There are systems that can’t afford downtime and Site Reliability Engineering (SRE) is that set of practices and techniques that contribute to build and maintain reliable systems. Runbooks can be one of those practices that allow you to keep your systems reliable. But why are they necessary? Let me get into that.
SRE is also a job title, which means that there is someone whose responsibility it is to keep the systems working properly (reliable systems). To achieve this, monitoring is crucial to solving incidents before it causes a total system outage.
But being aware of the problem is only half the job, now we need to be able to solve it. If we consider that an SRE does not necessarily know everything about all the services, then the resolution may require a considerable amount of time to simply investigate the appropriate set of actions to alleviate the situation. That’s where runbooks can help.
Why runbooks can be useful?
There are processes that cannot be automated or it is very difficult to do so. And even those processes that can be automated sometimes require human judgment to decide between different options. So manual interaction is required.

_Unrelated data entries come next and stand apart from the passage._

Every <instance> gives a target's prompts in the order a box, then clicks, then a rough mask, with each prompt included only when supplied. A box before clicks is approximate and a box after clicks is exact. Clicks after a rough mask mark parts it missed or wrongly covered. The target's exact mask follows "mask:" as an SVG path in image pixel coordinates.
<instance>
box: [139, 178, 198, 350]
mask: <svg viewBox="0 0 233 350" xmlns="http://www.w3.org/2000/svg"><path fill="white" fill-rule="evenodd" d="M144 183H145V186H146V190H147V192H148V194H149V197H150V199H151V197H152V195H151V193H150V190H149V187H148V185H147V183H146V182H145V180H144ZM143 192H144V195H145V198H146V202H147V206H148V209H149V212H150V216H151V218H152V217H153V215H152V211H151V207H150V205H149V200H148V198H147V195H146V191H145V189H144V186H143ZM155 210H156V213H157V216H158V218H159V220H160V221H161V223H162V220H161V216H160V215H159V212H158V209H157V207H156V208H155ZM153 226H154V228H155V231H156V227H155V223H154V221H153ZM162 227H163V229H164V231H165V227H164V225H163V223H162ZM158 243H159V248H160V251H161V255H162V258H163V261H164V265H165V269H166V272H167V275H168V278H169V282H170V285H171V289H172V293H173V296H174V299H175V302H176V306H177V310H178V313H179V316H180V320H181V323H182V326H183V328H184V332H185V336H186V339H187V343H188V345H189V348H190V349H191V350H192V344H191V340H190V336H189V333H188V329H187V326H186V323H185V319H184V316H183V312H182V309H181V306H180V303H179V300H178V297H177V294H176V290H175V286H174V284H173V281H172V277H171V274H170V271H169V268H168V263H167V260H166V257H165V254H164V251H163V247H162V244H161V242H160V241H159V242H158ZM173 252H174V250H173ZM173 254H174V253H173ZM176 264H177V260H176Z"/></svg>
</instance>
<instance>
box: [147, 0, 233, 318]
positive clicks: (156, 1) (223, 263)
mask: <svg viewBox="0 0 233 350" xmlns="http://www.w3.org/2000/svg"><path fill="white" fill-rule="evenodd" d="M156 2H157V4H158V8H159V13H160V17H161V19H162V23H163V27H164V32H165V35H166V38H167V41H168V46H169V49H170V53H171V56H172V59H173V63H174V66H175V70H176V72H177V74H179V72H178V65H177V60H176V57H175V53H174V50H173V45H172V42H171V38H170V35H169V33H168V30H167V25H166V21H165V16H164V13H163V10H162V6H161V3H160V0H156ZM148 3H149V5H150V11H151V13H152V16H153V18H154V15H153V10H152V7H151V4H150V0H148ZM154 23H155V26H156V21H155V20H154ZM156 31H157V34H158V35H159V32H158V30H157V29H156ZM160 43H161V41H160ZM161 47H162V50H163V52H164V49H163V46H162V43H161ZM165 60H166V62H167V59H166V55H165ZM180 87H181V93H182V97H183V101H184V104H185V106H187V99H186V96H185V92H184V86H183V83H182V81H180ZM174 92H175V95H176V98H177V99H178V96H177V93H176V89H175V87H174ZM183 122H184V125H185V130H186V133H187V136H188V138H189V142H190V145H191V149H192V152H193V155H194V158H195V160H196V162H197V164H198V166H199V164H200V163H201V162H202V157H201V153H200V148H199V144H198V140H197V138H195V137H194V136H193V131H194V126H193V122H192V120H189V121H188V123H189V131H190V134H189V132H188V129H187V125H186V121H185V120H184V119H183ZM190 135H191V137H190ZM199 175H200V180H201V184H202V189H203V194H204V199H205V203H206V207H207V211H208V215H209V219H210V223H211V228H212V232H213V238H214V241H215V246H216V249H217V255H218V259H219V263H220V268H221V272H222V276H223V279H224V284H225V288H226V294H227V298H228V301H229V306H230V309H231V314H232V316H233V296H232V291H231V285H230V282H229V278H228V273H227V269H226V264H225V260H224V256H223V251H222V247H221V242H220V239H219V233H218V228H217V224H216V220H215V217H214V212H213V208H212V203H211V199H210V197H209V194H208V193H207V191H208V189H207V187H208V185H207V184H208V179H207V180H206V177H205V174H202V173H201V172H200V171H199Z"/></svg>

That’s when runbooks can save a lot of time on incident resolution. The runbooks are just a list of possible incidents with a list of action points to mitigate the problem. Note that SRE does not need to fully resolve the issue, but only needs to control the situation to reduce the damage until the service owners are back and can delve into the issue.
How to implement runbooks?
I have seen 3 different options:
- Markdown in the service repository: It helps to keep the actions to perform close to the service it relates.
- Wiki page: Companies usually have some kind of internal wiki for shared documentation. This can be also a place to keep your runbooks.
- Jupyter Notebooks: Can be used as markdown documentation with the possibility to execute commands directly from the notebook itself.
Each one has pros and cons, discuss with your team to choose what best suits your needs, but the most important thing is to commit to keeping it up to date. Outdated runbooks instead of helping with incident management can cause more problems.
As a service owner, it is important to not just write the runbook and hope that any SRE can understand it. It might be worth discussing the runbook with SRE to make sure everyone is on the same page and that it is understandable to them.